Paris, le 6 novembre 2014, deux dispositifs tentent de piétiner les clichés sur les handicapés sur le parvis de l'Hôtel de Ville. — O. Gabriel / 20 Minutes

Sauter à pieds joints pour faire exploser le mot «anormal», toujours un plaisir. Sur le parvis de l’Hôtel-de-Ville (4e), de vendredi matin à dimanche soir, deux dispositifs éphémères vont sensibiliser les passants aux clichés sur le handicap.

Un premier, extérieur, propose aux piétons de piétiner les préjugés au sens propre comme au figuré. Dix cercles tactiles sont installés sur le parvis, reliés à un écran où des bulles de bd affichent certains adjectifs clichés: «anormal», «piège»… Pour faire exploser ces stéréotypes, il suffit d’écraser ce rond et le mot se transforme en explication sur le droit du travail ou sur les conjoints de ces handicapés, qui ne sont ni des saints ni des pervers… Jeudi midi, lors des derniers réglages, les passants curieux avaient déjà envie d'écraser ces stéréotypes. «Déconstruire les clichés c’est juste informer», synthétise Deza Nguembock, à la tête de l'agence E&H LAB qui mène cette opération de sensibilisation, qui a vocation à voyager ensuite à Lille, Bordeaux, Nanterre. Et les portraits de handicapés seront aussi affichés en 2015 dans les abribus et autres panneaux Decaux.

Sauter sur les clichés pour les faire exploser

«Les visiteurs pourront faire des percussions car chaque rond a un son différent, complète Romuald, créateur du dispositif tactile.
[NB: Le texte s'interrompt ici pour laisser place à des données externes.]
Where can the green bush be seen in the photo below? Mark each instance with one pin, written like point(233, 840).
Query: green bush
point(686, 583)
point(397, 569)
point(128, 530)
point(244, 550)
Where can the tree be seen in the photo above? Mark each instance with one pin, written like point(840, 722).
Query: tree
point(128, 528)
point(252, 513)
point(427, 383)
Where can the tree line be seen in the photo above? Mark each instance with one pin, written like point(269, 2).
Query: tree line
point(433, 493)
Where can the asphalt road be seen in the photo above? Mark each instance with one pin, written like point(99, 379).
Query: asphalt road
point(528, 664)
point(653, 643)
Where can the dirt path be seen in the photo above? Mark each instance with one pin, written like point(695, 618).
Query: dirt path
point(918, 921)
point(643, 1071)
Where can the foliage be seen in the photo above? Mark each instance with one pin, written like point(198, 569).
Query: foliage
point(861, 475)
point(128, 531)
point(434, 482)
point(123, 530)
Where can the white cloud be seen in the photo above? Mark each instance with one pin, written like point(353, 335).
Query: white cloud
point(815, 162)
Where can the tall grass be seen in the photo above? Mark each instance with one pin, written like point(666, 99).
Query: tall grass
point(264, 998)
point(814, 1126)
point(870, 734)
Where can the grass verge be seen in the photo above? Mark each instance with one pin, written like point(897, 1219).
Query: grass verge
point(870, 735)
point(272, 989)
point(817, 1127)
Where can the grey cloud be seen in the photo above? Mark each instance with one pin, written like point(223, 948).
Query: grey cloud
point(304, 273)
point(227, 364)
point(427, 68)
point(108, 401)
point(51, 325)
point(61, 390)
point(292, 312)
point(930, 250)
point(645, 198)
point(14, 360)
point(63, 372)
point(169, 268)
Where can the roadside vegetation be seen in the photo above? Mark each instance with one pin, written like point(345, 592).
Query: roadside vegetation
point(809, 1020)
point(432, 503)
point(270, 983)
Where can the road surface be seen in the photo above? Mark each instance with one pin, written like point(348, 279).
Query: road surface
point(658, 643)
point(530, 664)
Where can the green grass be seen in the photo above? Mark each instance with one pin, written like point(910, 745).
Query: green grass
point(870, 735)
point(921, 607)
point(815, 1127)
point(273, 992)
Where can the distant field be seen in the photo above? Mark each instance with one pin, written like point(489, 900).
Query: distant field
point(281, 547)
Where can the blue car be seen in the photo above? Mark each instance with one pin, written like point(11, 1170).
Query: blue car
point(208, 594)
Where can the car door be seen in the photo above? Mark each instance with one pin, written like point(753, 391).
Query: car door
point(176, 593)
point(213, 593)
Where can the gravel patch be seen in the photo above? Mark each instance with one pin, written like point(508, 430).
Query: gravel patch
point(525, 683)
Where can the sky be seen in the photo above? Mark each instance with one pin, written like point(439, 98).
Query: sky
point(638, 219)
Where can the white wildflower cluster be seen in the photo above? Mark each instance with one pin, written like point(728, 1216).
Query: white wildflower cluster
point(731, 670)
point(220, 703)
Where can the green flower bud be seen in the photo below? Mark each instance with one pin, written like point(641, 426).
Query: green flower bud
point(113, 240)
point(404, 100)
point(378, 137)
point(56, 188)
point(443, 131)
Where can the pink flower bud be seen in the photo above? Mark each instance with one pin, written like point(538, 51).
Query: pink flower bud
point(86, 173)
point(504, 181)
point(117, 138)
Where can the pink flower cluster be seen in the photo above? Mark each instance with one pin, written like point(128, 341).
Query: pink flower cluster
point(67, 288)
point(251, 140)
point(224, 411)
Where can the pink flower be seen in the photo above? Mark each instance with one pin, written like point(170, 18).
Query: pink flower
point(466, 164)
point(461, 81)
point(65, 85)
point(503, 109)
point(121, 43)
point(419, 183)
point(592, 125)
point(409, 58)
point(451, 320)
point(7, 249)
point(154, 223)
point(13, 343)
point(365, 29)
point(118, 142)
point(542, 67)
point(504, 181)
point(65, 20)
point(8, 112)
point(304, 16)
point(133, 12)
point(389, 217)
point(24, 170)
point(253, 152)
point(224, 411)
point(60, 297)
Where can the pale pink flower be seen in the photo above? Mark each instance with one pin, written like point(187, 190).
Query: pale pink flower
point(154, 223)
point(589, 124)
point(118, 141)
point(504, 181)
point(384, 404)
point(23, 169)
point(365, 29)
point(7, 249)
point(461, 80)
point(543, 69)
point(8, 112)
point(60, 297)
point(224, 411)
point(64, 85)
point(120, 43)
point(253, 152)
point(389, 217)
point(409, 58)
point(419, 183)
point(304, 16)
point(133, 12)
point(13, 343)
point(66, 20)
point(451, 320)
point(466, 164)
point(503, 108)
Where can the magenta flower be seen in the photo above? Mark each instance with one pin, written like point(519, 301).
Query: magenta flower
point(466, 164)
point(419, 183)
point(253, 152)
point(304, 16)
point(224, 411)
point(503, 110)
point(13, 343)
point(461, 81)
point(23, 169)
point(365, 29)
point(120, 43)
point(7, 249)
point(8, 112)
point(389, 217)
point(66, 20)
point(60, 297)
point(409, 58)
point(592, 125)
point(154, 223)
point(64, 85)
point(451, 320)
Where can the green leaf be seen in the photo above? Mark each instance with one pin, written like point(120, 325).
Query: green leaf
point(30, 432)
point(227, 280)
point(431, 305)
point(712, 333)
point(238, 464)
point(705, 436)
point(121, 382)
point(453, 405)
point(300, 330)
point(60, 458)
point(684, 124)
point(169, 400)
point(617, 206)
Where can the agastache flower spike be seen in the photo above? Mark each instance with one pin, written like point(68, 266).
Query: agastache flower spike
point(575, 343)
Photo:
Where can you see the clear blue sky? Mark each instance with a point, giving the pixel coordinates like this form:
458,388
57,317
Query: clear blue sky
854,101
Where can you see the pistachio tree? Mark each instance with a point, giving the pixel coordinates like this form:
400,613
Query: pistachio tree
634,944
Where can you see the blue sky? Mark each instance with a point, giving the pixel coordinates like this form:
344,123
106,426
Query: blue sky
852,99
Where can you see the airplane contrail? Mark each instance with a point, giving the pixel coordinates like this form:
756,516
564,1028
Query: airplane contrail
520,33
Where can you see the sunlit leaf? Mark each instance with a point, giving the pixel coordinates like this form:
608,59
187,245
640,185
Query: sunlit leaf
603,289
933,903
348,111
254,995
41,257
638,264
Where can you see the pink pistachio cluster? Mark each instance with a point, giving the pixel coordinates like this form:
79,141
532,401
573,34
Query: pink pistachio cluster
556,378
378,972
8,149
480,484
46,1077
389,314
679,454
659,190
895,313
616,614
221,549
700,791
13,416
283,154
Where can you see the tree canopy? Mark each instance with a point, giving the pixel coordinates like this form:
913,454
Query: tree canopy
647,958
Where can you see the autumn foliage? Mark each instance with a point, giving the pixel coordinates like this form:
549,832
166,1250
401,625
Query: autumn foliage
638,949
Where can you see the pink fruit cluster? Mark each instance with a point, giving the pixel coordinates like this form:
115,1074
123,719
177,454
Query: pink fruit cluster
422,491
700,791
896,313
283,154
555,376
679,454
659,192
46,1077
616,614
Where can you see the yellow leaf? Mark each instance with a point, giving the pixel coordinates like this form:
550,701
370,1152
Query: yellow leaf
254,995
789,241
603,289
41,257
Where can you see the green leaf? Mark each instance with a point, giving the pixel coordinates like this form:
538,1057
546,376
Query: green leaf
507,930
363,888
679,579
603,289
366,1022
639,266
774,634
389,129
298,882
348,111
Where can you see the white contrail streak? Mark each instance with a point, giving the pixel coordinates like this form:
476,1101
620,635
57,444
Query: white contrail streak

Et on réglera la difficulté pour que les enfants puissent piétiner aussi les préjugés.» Sur l’écran également, les photos de handicapées en robe de mariées, en diva viendront battre en brèche les représentations de victimes et de malades souvent associées à ces personnes.

Paris, le 6 novembre 2014, deux dispositifs tentent de piétiner les clichés sur les handicapés sur le parvis de l'Hôtel de Ville. - O. Gabriel / 20 Minutes

«Quand je vois les images du handicap, ça ne me ressemble pas alors j’ai eu envie de dire autre chose», explique Deza Nguembock appuyée sur une béquille. Son message? «Rencontrons-nous! Osez poser des questions pour déconstruire les idées reçues dont on n’a pas forcément conscience.»

«Fuir les handicapés ou les surprotéger»

Deuxième dispositif, une bulle de 110 m2 blanche de jour, rouge de nuit, qui invite à découvrir en dessins et en mots les stéréotypes les plus courants. Un travail artistique qui tentera de sortir ces personnes de la pitié ou de l’image de superhéros. Et des questionnaires sur tablettes permettront à chacun de faire le point sur ses préjugés.

«Certaines personnes ont tendance à fuir les handicapés ou à les surprotéger, analyse Deza Nguembock. Ce n’est pas la peine de leur parler comme à des enfants!» L’agence a également lancé une enquête de BVA sur le regard sur le handicap. «Et j’ai eu des surprises! confie Deza Nguembock. Notamment que 55% des Français sont favorables à un statut d’aidant sexuel.»